The traditional music of Ireland is a body of tunes and song that has been handed down over several centuries. New tunes have been added steadily along the way as each generation of musicians makes its contribution to the repertoire. At our school we are currently focusing on the instrumental ensemble music, which primarily evolved to accompany solo or social dancing or was written for the harp. The tunes are given names like reel, hornpipe, jig, waltz, polka, slide or mazurka based on their rhythm and the type of dance steps they were written to accompany.

Traditional Irish music is played on a variety of acoustic instruments including violin/fiddle, flute, tin whistle (or pennywhistle), mandolin, tenor banjo, accordion, concertina, harp, uilleann pipes (Irish bagpipes), and bodhrán (Irish frame drum). Chordal and rhythmic accompaniment by guitar, cittern or bouzouki entered the tradition during the last century. These are also taught by our instructors.

Irish traditional music today is performed sometimes for listening, sometimes to accompany dancing, and sometimes just for the fun of it! In the latter category, “sessions” (which might be called jam sessions in other types of music) are held all over the world in pubs, coffee houses, kitchens and living rooms, where a group of musicians will gather on a regular or ad hoc basis to play for fun.

The Houston School of Irish Music accepts students between the ages of 6 and 21. Students should have at least 1 year playing one or more of the traditional instruments listed above and should be studying with a private teacher (with the exception of tin whistle, which is easy enough that a committed beginner may participate in the ensemble). Although what we do at HSOIM is often particularly interesting to families with Celtic heritage, the HSOIM is open to all students of any ethnic background. All that is required is an interest in Irish music!
Many of our students are in middle school band or orchestra and are looking for something fun to augment their music studies, and also a chance to play in a smaller ensemble where they can be more easily heard.
Each class starts with learning a new tune. The music is taught by ear in the class, but audio or video recordings and sheet music will be available to the students after the class for review at home. During the class, the tune will be broken down into sections, and each section repeated until most of the students have it. Teaching by ear is part of the Irish music tradition, and it’s a skill that improves with practice. So if a student has had no experience with this learning method, no worries– even if he or she can only pick up part of the tune in the class, they can work on it more at home using the tools provided. 
 
After we work on the new tune for each class, we will spend the rest of the class time reviewing and polishing the tunes learned in previous classes. By the end of the year, our intermediate/advanced class will have learned 12 tunes, and our beginner class will have learned 7 or 8. 

Ensemble playing is very different from playing solo.
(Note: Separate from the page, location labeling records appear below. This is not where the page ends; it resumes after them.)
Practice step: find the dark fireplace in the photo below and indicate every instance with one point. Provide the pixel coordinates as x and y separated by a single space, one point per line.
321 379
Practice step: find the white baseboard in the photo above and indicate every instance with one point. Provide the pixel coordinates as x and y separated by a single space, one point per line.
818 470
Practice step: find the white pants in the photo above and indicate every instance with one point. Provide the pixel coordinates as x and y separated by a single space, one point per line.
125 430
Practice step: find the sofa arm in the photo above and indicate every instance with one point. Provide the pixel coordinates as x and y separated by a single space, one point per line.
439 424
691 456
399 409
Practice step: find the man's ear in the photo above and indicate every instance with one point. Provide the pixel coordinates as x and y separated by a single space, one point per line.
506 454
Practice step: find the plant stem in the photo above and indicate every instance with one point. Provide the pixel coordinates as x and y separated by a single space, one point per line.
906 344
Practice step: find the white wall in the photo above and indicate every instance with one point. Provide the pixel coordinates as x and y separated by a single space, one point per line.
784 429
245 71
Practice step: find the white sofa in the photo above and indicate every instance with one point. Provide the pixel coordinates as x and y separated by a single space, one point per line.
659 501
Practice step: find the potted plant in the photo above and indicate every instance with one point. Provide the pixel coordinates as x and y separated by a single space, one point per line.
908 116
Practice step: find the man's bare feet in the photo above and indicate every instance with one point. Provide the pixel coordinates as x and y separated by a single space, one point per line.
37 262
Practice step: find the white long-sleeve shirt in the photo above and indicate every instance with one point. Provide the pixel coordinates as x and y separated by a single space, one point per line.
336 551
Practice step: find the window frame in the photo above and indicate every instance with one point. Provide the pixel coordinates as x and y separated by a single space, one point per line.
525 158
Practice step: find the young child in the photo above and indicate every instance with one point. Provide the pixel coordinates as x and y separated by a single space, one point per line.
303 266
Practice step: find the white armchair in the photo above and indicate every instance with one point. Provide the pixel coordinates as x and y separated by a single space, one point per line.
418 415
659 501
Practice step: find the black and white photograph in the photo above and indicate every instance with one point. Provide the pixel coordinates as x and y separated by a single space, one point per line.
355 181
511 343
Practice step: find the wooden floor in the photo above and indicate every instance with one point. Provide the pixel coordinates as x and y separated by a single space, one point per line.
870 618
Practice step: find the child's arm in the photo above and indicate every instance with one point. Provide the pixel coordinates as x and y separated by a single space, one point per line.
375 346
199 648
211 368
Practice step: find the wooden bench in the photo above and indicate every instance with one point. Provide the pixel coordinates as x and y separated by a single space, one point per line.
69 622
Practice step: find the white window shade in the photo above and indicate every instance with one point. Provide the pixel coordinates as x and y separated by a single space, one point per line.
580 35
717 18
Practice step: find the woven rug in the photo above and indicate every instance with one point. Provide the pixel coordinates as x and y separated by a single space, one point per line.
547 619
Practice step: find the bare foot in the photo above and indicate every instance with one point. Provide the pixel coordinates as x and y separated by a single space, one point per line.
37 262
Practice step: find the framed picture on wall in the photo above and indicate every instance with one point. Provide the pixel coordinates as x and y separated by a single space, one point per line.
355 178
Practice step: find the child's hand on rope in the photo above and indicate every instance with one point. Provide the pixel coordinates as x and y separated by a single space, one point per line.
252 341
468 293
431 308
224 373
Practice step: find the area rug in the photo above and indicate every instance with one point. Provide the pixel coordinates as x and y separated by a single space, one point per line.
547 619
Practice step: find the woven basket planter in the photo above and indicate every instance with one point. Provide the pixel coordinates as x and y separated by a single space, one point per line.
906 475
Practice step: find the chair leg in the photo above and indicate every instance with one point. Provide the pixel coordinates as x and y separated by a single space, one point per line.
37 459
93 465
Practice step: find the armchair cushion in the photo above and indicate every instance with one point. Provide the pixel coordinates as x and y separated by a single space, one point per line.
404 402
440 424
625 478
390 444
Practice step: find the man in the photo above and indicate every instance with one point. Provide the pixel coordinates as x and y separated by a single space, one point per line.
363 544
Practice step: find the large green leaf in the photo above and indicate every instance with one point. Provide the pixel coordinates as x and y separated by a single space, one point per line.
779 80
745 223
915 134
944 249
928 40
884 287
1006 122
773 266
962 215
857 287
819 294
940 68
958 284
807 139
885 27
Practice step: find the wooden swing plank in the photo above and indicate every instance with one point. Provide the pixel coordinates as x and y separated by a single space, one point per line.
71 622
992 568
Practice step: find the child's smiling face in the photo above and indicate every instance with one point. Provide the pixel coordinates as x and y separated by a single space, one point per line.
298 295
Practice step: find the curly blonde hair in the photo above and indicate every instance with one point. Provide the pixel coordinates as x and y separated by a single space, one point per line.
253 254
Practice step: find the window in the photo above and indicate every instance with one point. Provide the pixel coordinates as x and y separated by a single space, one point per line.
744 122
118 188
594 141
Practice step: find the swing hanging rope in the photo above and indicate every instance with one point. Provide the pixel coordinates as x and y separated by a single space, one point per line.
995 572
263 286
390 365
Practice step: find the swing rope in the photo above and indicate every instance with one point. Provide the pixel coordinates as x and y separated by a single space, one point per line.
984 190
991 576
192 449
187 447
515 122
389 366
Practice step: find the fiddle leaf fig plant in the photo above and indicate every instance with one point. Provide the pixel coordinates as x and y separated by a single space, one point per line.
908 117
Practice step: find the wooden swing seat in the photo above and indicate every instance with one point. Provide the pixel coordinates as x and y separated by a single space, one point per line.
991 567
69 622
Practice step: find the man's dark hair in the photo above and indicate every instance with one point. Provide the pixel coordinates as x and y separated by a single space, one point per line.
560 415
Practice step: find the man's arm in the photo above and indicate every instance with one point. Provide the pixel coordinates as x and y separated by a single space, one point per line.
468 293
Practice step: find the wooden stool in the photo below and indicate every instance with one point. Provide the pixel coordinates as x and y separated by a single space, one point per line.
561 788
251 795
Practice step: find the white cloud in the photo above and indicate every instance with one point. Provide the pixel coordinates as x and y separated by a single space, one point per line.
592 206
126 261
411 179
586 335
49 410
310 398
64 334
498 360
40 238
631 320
Things like timing, rhythm, and tempo all become very important. When you play as a group in this type of performance you don’t have a conductor leading you, so students must all learn how to work together and stay at the same tempo. Irish music is played with a variety of rhythmic subtleties that don’t translate well to written music. Each type of tune has distinctive rhythmic and stylistic features. We will be talking about this in the classes as we polish the tunes, and students can work on imitating these style elements using the recordings at home.
Performances are great because they give the kids some incentive to practice, as well as experience playing for a live audience and the thrill of the appreciation of the crowd.

Our school in Houston is starting with a small number of students. As the school grows we will begin to arrange occasional short concerts or recitals for family and friends, to be held in private homes. As an added bonus, a few of the instructors or other more advanced local Irish musicians will come out and play a set or two to finish out the concert, to give the students a chance to hear what they can aspire to, with practice!
When we have grown larger we will begin to plan for public performances at retirement homes, nursing homes, and churches. Eventually we hope to arrange for the band to perform at local or regional festivals and at other public venues as part of the St. Patrick’s Day celebration. We will also plan for a year-end party/session for the students’ enjoyment without the pressure of a performance. 


Uilleann is pronounced roughly like “eel-an or eel-in.” Uilleann means elbow in Irish, indicating that the bag is inflated with a bellows driven by the elbow.
Bodhrán can be pronounces several different ways. A good pronunciation is “bow-rahn” (where bow rhymes with cow). This frame drum looks like a big tambourine without the jingles (although in the past bodhrans sometimes did have the jingles).